The Theory of Emotional Relativity argues that those of us that have had more challenging experiences in life are better prepared than those who have had less challenging experiences simply because our scale for measuring the gravity of these experiences is so different. There is an old saying, Some of us learn from our experiences, and others never recover. Those who learn from their experiences have a far better opportunity to have significantly higher EQ than those who do not. So in effect, those who have had more traumatic experiences in their past also have more opportunity to have higher EQ than those who have not. In other words, victims (of all kinds) are actually capable, if they choose, to achieve higher degrees of success if they can convert their experiences to learning experiences. This is quite a dramatic shift of the victim’s paradigm as we have previously known it — which is traditionally to blame others (rightfully so, in many cases) or to hide behind the experiences for very long periods of time.
Emotional experiences are relative – two people experiencing the same experiences will almost never have the same emotional response because the response is based on what we experienced before, and how we processed those events. As a leader or manager, it can be incredibly powerful to have a sense of your team members’ past emotional experiences, as they can be great clues to how much resilience they have and how well-equipped with EQ they are. This is very critical to understand and appreciate — not only when it comes to growing one’s own EQ, both personally and professionally… but of others’ as well.



1 response so far ↓
Andrew Webster // June 8, 2009 at 5:26 PM
This is facinating, and intuitively I agree with the theory. However, I detect a challenge in the application of sensitivity in varying degrees to people in similar or equal situations.

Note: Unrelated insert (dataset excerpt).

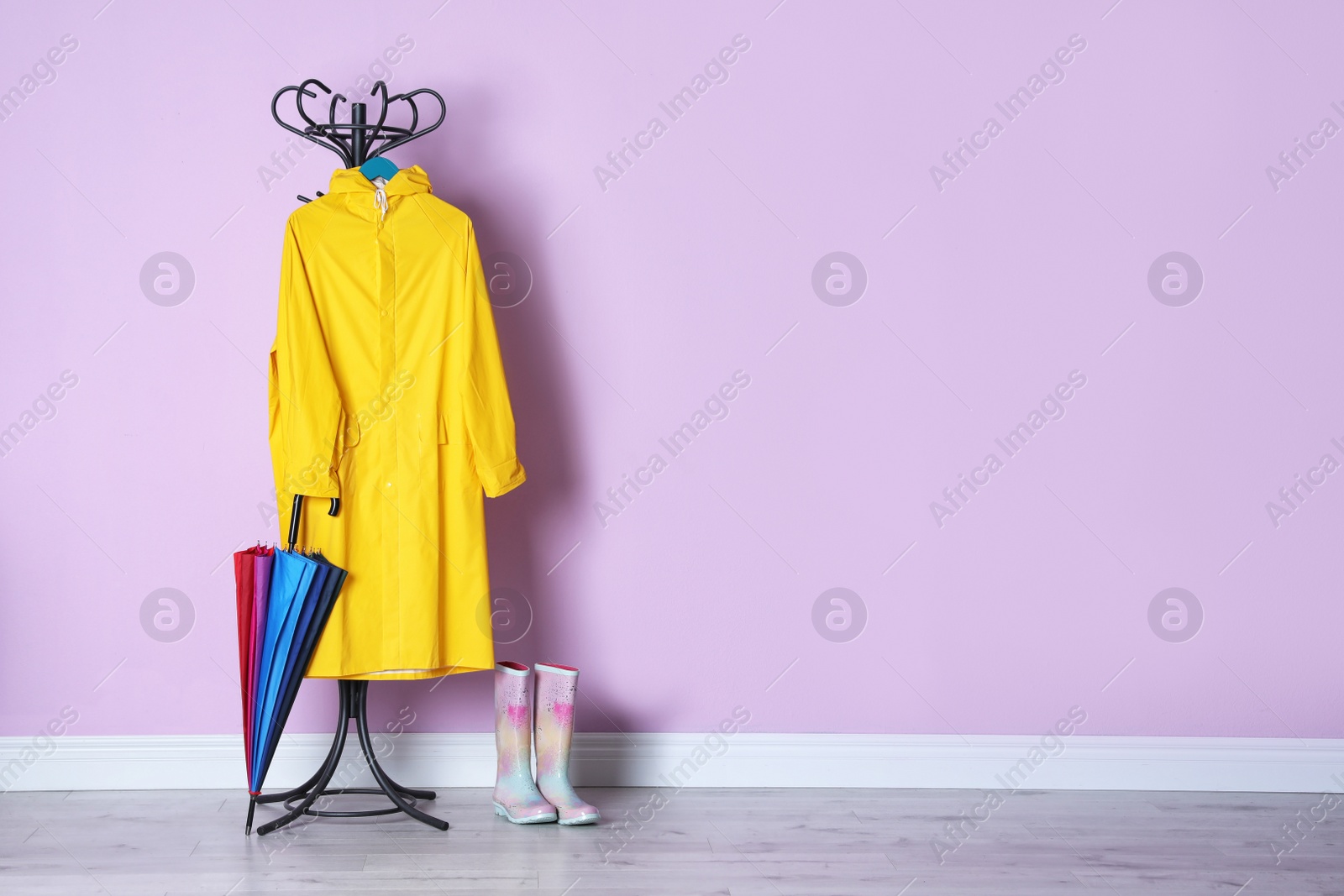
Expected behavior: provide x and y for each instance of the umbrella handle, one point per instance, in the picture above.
(299, 511)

Don’t people expect equal treatment, and become upset if others seem to receive more recovery time after difficult situations, or any other emotionally challenging events? A leader can’t easily say tell one party that “you don’t deserve the same leniency here, because your life until this point has been made of more difficult experiences.”
Note that I am an EQ ingnoramus – be gentle should you respond. I’m really curious to know how to exercise sensitivity sensitively.